La prise en charge chirurgicale est envisagée en cas de séquelles faciales, fonctionnelles et esthétiques pour une chirurgie reconstructive. Cette chirurgie consiste à prélever un fragment de peau et de muscle sur une partie du corps de la personne pour reconstruire le nez et la bouche et pour recouvrir la plaie. « Toutefois, c’est très loin d’être parfait. La victime reste toujours défigurée malgré que cette intervention soit onéreuse », a-t-il précisé. Selon lui, une rééducation sera également nécessaire lors de la cicatrisation, pour éviter les difficultés d’ouverture de la bouche.

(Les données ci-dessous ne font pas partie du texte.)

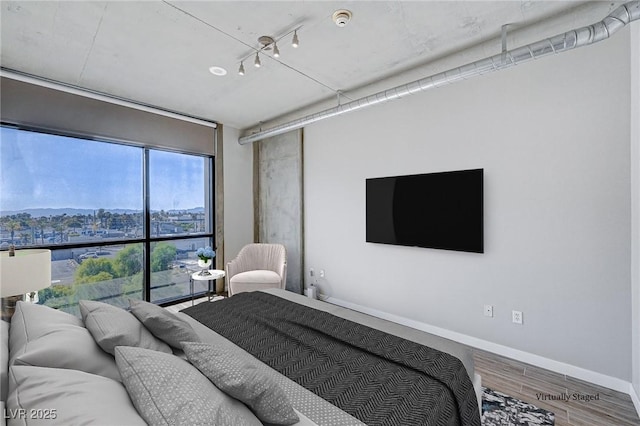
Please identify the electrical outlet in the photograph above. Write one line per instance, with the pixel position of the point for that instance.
(516, 317)
(488, 311)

Pour prévenir le noma, il faut d’abord réduire la pauvreté, une bonne alimentation pour la maman, avant et pendant la grossesse ainsi que durant l’allaitement. L’alimentation doit être équilibrée chez l’enfant. Dr Bawè souligne que l’allaitement maternel exclusif durant les six premiers mois de vie du nourrisson et l’accès à l’eau potable, une bonne hygiène bucco-dentaire, ainsi que la vaccination contre les maladies infectieuses courantes de l’enfance contribuent également à prévenir cette affection.